Alexis left her home in Shipman Saturday, August 3 - reportedly heading toward Lynchburg. Surveillance video shows her at the Liberty gas station in Lovingston around 7:15 that night. That was the last time she was seen. Her car was found the next Tuesday at Carmike 6 movie theater in Albemarle. Authorities arrested Randy Taylor on Sunday, August 11, and charged him with felony abduction in relation to the case.

Rutherford Institute President John Whitehead says, while the video was beneficial in this case, it is another example we're living in "a surveillanced state." And that, he says, requires a delicate balance.

"What I've advocated is that if these cameras are going to be used either by private entities or by the government, there should be some restriction on police access to them, those kinds of things. There should be a time limit on them as to when the material on them should be basically deleted," said Whitehead.

Whitehead says those kinds of restrictions would help protect people's privacy - for example - when attending an Alcoholics Anonymous meeting or going to and from a psychologist's office.

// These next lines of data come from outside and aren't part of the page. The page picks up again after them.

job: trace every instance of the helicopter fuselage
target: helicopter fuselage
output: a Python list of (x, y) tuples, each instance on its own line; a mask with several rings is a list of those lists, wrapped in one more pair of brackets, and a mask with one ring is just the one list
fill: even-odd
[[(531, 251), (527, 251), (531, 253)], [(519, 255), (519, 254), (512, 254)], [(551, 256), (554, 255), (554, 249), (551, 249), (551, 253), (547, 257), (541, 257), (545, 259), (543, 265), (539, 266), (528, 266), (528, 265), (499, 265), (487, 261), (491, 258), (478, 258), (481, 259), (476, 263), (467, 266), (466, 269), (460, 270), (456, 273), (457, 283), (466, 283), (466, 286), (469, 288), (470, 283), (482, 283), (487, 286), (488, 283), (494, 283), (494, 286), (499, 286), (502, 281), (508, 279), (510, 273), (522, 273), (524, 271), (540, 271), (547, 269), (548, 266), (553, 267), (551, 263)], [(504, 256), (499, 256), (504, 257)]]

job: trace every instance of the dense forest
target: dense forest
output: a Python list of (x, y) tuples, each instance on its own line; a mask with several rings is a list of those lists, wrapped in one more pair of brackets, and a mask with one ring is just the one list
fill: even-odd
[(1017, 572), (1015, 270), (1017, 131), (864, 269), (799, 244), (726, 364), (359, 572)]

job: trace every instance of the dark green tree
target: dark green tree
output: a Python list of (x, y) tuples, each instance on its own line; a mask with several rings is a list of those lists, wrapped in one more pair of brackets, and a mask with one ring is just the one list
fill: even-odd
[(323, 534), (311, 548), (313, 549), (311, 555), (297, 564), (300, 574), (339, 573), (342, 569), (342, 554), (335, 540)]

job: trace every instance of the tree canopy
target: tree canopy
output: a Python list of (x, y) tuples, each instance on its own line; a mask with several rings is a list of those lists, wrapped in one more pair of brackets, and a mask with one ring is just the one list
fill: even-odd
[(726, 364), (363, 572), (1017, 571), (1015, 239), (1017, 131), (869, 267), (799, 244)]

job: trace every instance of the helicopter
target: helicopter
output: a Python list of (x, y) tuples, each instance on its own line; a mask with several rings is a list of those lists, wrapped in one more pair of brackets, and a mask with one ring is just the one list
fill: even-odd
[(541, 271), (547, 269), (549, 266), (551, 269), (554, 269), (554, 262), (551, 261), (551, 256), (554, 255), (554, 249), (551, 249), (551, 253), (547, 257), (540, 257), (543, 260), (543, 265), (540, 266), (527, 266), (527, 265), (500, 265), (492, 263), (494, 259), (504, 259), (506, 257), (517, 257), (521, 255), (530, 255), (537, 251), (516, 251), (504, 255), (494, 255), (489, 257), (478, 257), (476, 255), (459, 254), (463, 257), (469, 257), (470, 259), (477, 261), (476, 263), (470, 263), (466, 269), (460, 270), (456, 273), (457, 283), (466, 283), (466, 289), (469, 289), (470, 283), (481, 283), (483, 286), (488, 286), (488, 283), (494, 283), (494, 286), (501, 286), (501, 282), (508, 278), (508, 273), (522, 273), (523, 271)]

"Those kinds of conversations should not be appropriated and made public in any way, however, if someone commits a crime, obviously yes," said Whitehead.

Whitehead says he aided in a national study about two years ago which found, in many cases, surveillance cameras do not prevent crime. Instead, they displace it to areas without cameras. But, that doesn't mean those recordings will not pick up some kind of information that may be vital to an investigation.

"So, in those instances, I think they'll be very beneficial when they catch someone doing something strange, or as in the Alexis Murphy case, possibly locating the alleged abductor," Whitehead.